The farm media are panting about the urgent necessity of a new Farm Bill, as the present one is expired and living on a brief extension. They are both overstating the need for one, and the likelihood that Congress will pass one in this politically hyper-charged presidential election year.
The current bill the House and Senate ag committees are allegedly "compromising on," containing some $9 billion in new spending, will undoubtedly be vetoed by President Bush. The president has suddenly found his backbone and the resolve to get a handle on spending after 7 years in office, and is doing what he should have been doing all along--vetoing budget-busting legislation.
Another extension of the current Farm Bill, until after the election in November, is a much more likely prospect than enactment of the expansive, expensive bill the Democratic Congress is half-heartedly fashioning.

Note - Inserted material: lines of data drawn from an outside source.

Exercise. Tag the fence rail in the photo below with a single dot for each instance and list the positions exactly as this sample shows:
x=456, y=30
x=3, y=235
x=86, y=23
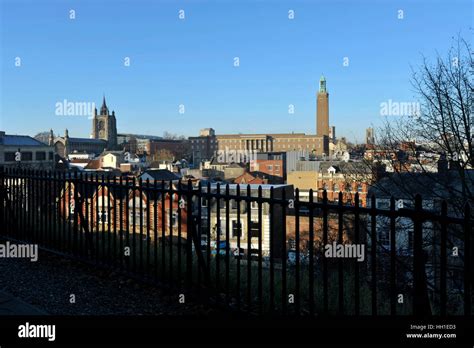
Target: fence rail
x=259, y=249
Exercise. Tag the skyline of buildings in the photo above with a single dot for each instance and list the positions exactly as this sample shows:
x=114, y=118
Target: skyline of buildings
x=175, y=73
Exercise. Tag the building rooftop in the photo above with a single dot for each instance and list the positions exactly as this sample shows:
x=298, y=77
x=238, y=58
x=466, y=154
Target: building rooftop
x=19, y=140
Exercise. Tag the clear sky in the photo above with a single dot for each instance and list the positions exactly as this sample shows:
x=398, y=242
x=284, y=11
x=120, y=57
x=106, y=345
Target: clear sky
x=191, y=61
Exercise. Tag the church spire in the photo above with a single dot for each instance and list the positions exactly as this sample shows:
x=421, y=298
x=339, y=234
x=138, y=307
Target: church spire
x=104, y=110
x=322, y=84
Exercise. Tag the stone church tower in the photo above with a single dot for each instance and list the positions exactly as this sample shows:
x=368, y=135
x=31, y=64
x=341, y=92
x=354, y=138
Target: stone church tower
x=104, y=126
x=322, y=115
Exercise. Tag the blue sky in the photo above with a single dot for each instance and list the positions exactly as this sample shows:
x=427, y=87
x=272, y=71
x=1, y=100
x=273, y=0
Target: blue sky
x=190, y=61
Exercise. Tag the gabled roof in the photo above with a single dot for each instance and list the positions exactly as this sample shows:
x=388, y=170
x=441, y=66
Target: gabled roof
x=161, y=174
x=88, y=141
x=20, y=140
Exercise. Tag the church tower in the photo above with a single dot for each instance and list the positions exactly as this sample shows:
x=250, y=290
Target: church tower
x=322, y=113
x=104, y=126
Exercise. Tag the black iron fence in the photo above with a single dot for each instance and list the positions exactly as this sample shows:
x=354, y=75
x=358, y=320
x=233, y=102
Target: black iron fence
x=260, y=249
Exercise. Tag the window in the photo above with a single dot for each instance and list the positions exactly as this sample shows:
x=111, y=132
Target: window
x=102, y=216
x=236, y=229
x=9, y=156
x=41, y=156
x=254, y=230
x=174, y=219
x=27, y=156
x=384, y=236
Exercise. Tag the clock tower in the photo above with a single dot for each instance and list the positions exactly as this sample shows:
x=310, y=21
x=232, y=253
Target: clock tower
x=104, y=126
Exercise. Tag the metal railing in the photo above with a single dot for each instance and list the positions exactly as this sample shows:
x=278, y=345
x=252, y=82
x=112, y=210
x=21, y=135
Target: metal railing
x=258, y=249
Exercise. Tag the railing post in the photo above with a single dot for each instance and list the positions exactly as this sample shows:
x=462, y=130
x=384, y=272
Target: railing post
x=2, y=197
x=467, y=259
x=189, y=236
x=420, y=298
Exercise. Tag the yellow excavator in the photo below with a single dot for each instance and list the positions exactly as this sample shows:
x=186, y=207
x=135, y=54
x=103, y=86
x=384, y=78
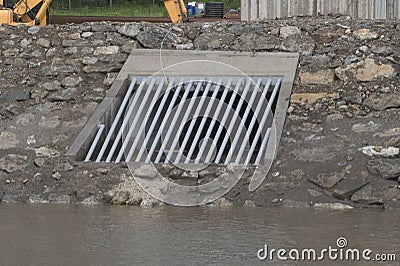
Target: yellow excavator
x=28, y=12
x=36, y=12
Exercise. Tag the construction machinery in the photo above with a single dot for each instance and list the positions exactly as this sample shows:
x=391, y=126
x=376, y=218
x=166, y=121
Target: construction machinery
x=176, y=10
x=36, y=12
x=28, y=12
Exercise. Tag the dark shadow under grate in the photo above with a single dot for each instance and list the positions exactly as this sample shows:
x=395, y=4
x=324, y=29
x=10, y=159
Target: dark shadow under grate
x=190, y=120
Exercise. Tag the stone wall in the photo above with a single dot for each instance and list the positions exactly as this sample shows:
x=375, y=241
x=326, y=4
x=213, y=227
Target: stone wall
x=365, y=9
x=340, y=141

The votes to override a Bush veto don't exist. The wildcard is how important the farm vote is in the presidential campaign--maybe difference-making in only a handful of states--and how the pols calculate the relative importance of that.
Federal farm subsidy levels on crops are set in the Farm Bill, and the commodity futures markets watch that, as they seek to manipulate cash crop prices. The lack of a Farm Bill may already be written into the equation, and the effect could be minimal or not at all.
Once the Iowa primary is over, the presidential candidates ignore farm policy, as anyone who reads or watchs the mass media can readily see. They have bigger fish to fry.